Here is my take on this. The SQL only retrieves nodes that have been indexed.
I don’t think the watchdog message is necessary, but I do think this should be managed from a setting, it would just give admins more control.
I also don’t think the search_config module should wait for core to implement this, I consider this to be a critical feature.
Comment #2
canen commentedComment #3
canen commentedI'm about to implement this and I'm looking for some feedback on where exactly I should but the setting.
1 is easier but can cause some issues where an admin only wants to remove the node type from the display but not the search index. 2 is more flexible but means that if you do want to remove a content type from the search index and search form at the same time it takes one extra step.
I'm leaning towards 2 at the moment. Any preference?
Comment #4
NaX commentedI vote for option 2, if possible with a tick box under the index node settings called something like "Same as Search Form Node Types". That could reduce the extra admin you were referring to.
To avoid confusion the 2 different node type settings need to be clearly labeled. My suggestions are “Search form Node Types” and “Search index Node types”.
There is one thing we need to take into consideration here. If a node type is set to not be indexed then it should also be removed from the form.
Comment #5
canen commentedThat was the idea. Will see how it turns out.
I'm not sure where you are referring to here.
Comment #6
NaX commentedHere is a patch of what I was thinking.
Comment #7
canen commentedThis looks good, thanks. I'll have more in depth look when I get home. Which version of the module is this patch against?
Comment #8
NaX commented5.x-1.2
Comment #9
canen commentedNaX,
I've committed your version of the patch in http://drupal.org/cvs?commit=81182. Thanks a lot. I'm sure there is more to be done. The approach I was taking was different (altering the content type form) but either way works for now.
I really would like some testing done on this to see if any issues pop up. The installation of Drupal I have here is really minimal (still recovering from a HD crash) so no content to speak of for testing. You would be surprised to know that I rarely use this module so it's good to see other people using it and making contributions :).
The version I'm developing against is the 5.x-1.x-dev version, there should be a package soon, if not you can use the CVS version.
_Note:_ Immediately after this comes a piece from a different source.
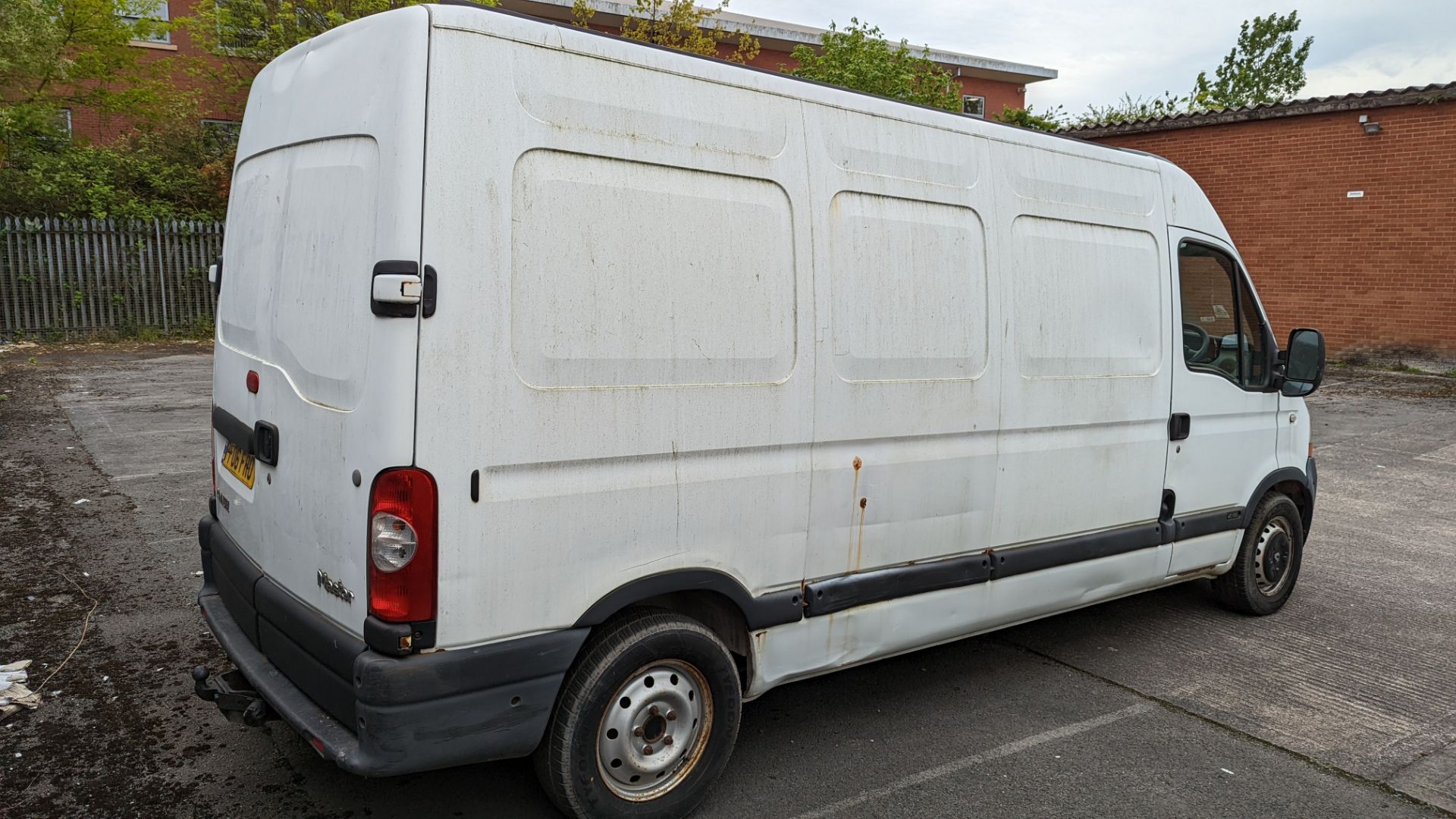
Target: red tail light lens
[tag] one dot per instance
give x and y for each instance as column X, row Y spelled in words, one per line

If after testing everything is OK I'll update the documentation and make a new release.
Thanks again.
Comment #10
NaX commentedI am currently testing this patch on a site that has a lot of nodes.
I first tested the patch by running the cron manually with the devel module showing redirects and SQL queries.
It all seems to be fine, but I will keep monitoring things.
The one thing that mariuss said I don’t understand.
What is the problem with skewed word count? The performance issue is not an issue anymore with the modified SQL.
Comment #11
mariuss commentedBy performance issues I meant the fact that some content is first indexed and then this index data is removed. Extra work that is not needed. Ideally nodes that are not supposed to be indexed should not be indexed in the first place. It seems that the actual performance hit is negligible, so I guess this is fine.
By skewed word count I mean the fact that index data is removed but the word count in the search_total table is not updated accordingly. I could be wrong on this one though. As an example, let's assume that the word "forest" shows up once in two nodes, in a node that should be searchable and in another node that we configured not to show up in searches (two different node types). The search_total table will probably show a total of 2, but the actual word count should be 1.
Comment #12
canen commentedComment #13
(not verified) commentedAutomatically closed -- issue fixed for two weeks with no activity.